The guesthouse is a two-story building made of concrete. There are rooms on both floors. On the second floor, there’s an open-air common area looking toward the front of the building, and a narrow back balcony with great views of rice paddies and the stream that runs by the town.
We stayed in a second floor room – one of two at the back of the building.
At first glance, the building and room looked better than what we expected after getting off the bus in this small, muddy town. Things looked generally clean. The flooring was tile, with tile trim elsewhere on the walls, which always improves the look of a place. The room had a double bed with mosquito netting. There was no air conditioning, but there was a ceiling fan and ventilation fans that, combined with the cooler night temperatures we found in Vieng Thong, worked just fine. There was a television with satellite access. There were bug screens on the windows, which is a rarity.
There was no Internet or refrigerator, and the bathroom was the typical water closet arrangement with a Western toilet flushed by hand-delivered pails of water, but none of these negatives was unusual or unexpected.

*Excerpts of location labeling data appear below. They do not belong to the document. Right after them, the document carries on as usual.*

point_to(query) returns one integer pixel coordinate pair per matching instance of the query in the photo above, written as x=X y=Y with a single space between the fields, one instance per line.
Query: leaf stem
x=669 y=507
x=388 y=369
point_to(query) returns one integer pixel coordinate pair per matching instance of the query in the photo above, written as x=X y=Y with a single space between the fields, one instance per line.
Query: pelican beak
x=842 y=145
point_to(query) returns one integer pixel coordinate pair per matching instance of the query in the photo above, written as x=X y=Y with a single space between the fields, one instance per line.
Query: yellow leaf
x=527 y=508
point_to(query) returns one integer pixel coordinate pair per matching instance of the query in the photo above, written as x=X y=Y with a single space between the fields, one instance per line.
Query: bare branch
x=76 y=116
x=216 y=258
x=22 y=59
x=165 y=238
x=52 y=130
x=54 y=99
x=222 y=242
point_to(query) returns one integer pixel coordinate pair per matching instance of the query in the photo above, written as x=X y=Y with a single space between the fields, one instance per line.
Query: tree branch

When we looked a little closer, though, we started to see maintenance-related negatives. The curtains were ragged and dirty. The walls had chips in the paint and concrete, and needed a general cleaning and new coat of paint. The coat hanger was broken and hanging by one of two wall anchors. The bathroom sink faucet was barely functional, and the sink drained directly onto the floor (which Jen discovered while brushing her teeth, when toothpaste waste water began flowing through her toes). The mosquito net was tied to nails in the wall with strips from a nylon feed sack.
The first night, we were the only guests, so it was quiet. The second night, there were other occupants, and sound carried into our room. This was probably aided by the bathroom vents, which blew into the common hallway.
Nonetheless, this might be the best place in Vieng Thong. We looked at the other guesthouses from the road, and walked into one, and they didn’t look any better.
In the future, there might be better options. We saw ongoing construction on what looked like two new guesthouses.
On the bright side, it only cost us $6.25 US, and the bed was without critters. We have stayed in worse.